Everyday I feel the grains of heat slip between my fingers.

He has come now for me.

I am hunted by the hunter. I am prey to the preyed.

Tis my childe I will lay for. Tis my childe that hunts me.

My blood will spill upon the desert floor. I will see it done.

It is my babe. Who will pray upon the sands.

My one. My all. Who hunts me like a desert wolf.

I lay. I bow to you.

My son. My one. My all.

-For Hunter Robert Clark.

Red Rose. Red Fire.

Red Rose. Red Fire.

Happy Birthday my love.

For Mrs. Jaynie L. Rodriguez

Red is blooming in this garden of mine

Tempest meets temper (in this garden of mine)

Strategy and longevity are the play of my rose

Red Rose. Red Fire.

Red is blooming ( in this garden of  mine)

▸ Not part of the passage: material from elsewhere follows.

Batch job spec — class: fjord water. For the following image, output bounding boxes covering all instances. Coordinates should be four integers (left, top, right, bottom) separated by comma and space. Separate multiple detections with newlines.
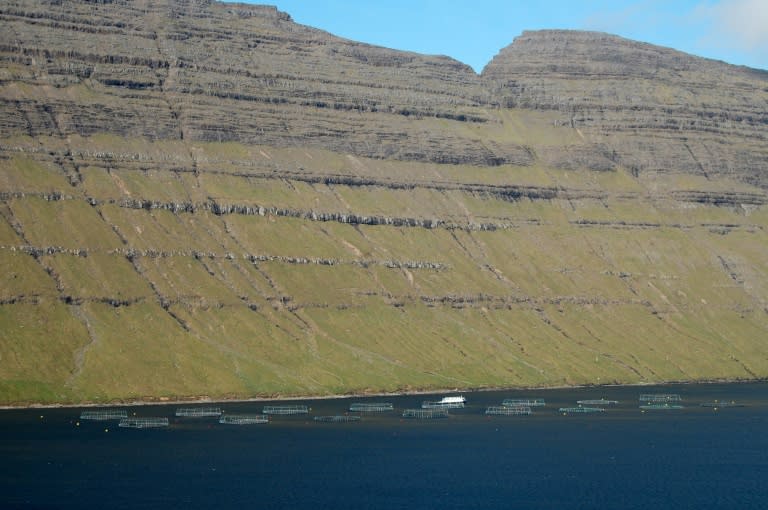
0, 383, 768, 510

Passion meets persistence in this garden of mine

Strength and sex are the play of my rose

Red Rose. Red Fire.

Red is blooming in this garden of mine

In my garden red rose dies

In my graveyard red rose survives

….

The sun moves and lights the southern bay

My red rose sings alone

I pick her petals

I make them mine

My red rose is blooming as I die

My red rose is tempered where I lie

I bury my heart where the red rose cries

Red Rose. Red Fire.

I Have Passed

I hear her

Sneeking like a saint

White washed walls she crept

Like an angel at an angle

Quite quiet

My mind flutters

She is moving/tasting /touching

My heart stops

She sees me

My wings open and fold

My wings break and bleed

Her eyes have passed

White walls absorb me

I have passed

Passing

Run to the grave she said like milk

My lips could taste her heaven

and he said

my child

and we danced beneath deaths star

as if passing could cover me

My baby / My life /My love

take my strings in Bach

break my bones for not

Run he whispered

the knives have me

Take my soul to the screaming stars

My bones are broken upon the oars

take me my love

I am broken on the stars.

Mom

Why did we part ways?

I am here. You are here.

Why do we divide?

There was Him. There was Robert.

Did we not live him?

Did you and I not coil around him like dunes eat water?

Did we not both beg of him for Enya and oysters?

Why did he leave?

Did we exhaust him so?

I would never believe that of him.

As we can never lay him down. I wonder if he always knew.

He stays silent in our dreams. Never speaking.

I wonder.

Is he binding us?

Did he always know?

If he had stayed would this be so?

Our life. Together.

Why does he not speak in our dreams?

You cannot return him to me. I cannot return him to you.

MOM?

Stay with me?

If we stick together we have a better chance.

You and me.

Stay with me. If you lose me then I lose you and we are both desert lost.

Stay with me. I will stay with you.

Maybe then he will talk to us again.

Take my hand and we will both go back to the desert. You and me. US. We will live in the dunes and dream of cats and wild things. Come with me. We are all that is left. We are desert bound.